SampleLoginModuleはdebug
オプションも定義します(true
に設定可能)。このオプションの値をtrue
に設定すると、SampleLoginModuleにより、認証の進捗に関する追加情報が出力されます。
ポリシー・ファイル
この承認チュートリアルのアプリケーションは、SampleAzn
とSampleAction
の2つのクラスで構成されます。各クラスのコードにはセキュリティ関連操作が含まれるため、操作を実行するには、ポリシー・ファイル内に関連するアクセス権を指定する必要があります。

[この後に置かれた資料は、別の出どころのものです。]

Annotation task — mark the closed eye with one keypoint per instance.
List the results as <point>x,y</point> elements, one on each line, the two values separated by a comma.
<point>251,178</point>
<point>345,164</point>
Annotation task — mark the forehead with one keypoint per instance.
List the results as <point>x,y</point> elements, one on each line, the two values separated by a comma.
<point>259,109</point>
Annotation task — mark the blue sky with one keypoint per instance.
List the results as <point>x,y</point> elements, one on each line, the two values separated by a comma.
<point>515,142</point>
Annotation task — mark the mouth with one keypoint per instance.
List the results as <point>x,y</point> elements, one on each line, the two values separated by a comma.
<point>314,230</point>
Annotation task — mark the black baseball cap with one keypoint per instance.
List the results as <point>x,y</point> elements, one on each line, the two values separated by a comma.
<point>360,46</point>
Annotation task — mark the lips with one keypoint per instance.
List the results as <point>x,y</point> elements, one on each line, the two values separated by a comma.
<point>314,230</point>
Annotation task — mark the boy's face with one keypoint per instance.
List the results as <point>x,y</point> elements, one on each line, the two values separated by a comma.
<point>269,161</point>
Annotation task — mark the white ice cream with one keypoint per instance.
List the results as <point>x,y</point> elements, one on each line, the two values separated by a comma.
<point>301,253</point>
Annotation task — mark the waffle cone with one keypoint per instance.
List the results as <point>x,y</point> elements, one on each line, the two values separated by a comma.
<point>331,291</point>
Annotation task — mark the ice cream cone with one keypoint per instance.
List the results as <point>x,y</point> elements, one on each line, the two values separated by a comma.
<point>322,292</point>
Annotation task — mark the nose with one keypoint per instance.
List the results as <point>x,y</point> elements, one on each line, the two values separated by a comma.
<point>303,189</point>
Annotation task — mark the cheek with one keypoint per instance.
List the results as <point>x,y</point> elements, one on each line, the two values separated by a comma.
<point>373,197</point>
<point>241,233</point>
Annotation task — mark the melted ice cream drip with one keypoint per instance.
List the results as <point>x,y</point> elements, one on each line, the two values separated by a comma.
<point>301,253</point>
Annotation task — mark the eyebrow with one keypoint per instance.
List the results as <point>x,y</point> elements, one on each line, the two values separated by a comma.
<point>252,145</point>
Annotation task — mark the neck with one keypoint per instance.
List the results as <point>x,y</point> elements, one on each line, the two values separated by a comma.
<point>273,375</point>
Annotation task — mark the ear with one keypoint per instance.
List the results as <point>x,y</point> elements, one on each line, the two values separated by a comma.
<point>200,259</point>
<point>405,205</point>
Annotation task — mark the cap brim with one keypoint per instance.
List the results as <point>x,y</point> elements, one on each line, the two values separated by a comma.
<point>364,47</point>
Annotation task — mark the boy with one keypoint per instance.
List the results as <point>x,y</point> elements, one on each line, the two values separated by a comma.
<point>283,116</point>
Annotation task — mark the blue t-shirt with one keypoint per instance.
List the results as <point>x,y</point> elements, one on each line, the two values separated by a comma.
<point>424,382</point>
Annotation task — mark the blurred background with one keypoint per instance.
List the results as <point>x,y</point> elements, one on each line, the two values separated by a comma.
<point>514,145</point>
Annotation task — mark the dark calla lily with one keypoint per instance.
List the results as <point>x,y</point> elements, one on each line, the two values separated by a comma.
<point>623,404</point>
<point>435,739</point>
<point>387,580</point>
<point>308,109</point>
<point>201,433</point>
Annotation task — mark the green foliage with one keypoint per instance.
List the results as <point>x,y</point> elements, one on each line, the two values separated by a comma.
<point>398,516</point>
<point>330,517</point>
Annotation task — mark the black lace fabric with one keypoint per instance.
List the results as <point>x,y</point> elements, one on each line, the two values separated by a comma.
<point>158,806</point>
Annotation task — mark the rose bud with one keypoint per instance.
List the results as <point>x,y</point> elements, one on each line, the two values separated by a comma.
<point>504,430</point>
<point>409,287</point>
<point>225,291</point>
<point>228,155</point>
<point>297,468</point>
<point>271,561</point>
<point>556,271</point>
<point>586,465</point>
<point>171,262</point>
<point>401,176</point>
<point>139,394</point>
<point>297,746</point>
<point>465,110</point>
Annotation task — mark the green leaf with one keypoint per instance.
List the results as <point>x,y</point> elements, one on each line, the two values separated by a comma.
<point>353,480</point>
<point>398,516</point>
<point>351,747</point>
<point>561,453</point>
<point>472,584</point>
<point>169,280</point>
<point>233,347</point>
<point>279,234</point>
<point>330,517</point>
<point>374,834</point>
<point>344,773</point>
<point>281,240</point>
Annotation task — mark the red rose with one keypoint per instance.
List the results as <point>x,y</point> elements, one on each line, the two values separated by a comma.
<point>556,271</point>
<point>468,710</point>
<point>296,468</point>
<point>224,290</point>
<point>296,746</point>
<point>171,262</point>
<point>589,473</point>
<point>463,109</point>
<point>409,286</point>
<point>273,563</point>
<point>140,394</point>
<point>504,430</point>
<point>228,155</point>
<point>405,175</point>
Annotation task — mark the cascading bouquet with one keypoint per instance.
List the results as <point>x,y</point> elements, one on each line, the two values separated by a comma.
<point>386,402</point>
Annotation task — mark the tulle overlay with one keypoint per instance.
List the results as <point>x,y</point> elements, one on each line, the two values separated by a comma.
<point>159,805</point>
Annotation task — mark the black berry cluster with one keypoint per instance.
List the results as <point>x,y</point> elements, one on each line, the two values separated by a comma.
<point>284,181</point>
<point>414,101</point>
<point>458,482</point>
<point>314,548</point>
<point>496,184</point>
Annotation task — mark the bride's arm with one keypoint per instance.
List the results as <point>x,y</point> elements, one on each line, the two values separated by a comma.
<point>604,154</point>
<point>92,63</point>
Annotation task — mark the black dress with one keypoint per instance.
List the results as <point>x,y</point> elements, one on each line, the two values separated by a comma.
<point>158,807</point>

このチュートリアルで使用するLoginModule (SampleLoginModule
)にも、アクセス権を必要とする操作が含まれています。
次の項では、これらの各クラスに必要なアクセス権について説明し、その後に完全なポリシー・ファイルを記載します。
SampleAznに必要なアクセス権
SampleAzn
クラスのmainメソッドは、アクセス権の必要な2つの操作を実行します。次を実行します
- LoginContextの作成。
- Subjectクラスの
doAsPrivileged
staticメソッドの呼出し。
LoginContextの作成方法は認証チュートリアルの場合とまったく同じとなるため、createLoginContext.Sample
をターゲットとする同じjavax.security.auth.AuthPermission
アクセス権が必要です。
SubjectクラスのdoAsPrivileged
メソッドを呼び出すには、doAsPrivileged
をターゲットとするjavax.security.auth.AuthPermission
が必要です。
SampleAzn
クラスが、SampleAzn.jar
という名前のJARファイルに配置されている場合を考えましょう。ポリシー・ファイル内の次のgrant
文を使用して、これらのアクセス権をSampleAzn
コードに付与できます。
grant codebase "file:./SampleAzn.jar" {
permission javax.security.auth.AuthPermission
"createLoginContext.Sample";
permission javax.security.auth.AuthPermission "doAsPrivileged";
};
SampleActionに必要なアクセス権
SampleAction
コードは、アクセス権の必要な3つの操作を実行します。次を実行します
java.home
システム・プロパティの値の読取り。user.home
システム・プロパティの値の読取り。- 現行のディレクトリに
foo.txt
という名前のファイルが存在するかどうかの確認。
これらの操作には、次のアクセス権が必要です。
permission java.util.PropertyPermission "java.home", "read";
permission java.util.PropertyPermission "user.home", "read";
permission java.io.FilePermission "foo.txt", "read";
これらのアクセス権をSampleAction.class
のコードに付与する必要があります。これは、SampleAction.jar
という名前のJARファイル内に配置されます。ただし、この特定のgrant
文の場合、アクセス権をコードだけではなく、コードを実行する特定のユーザーにも付与することにより、アクセスを特定のユーザーに限定する方法を示します。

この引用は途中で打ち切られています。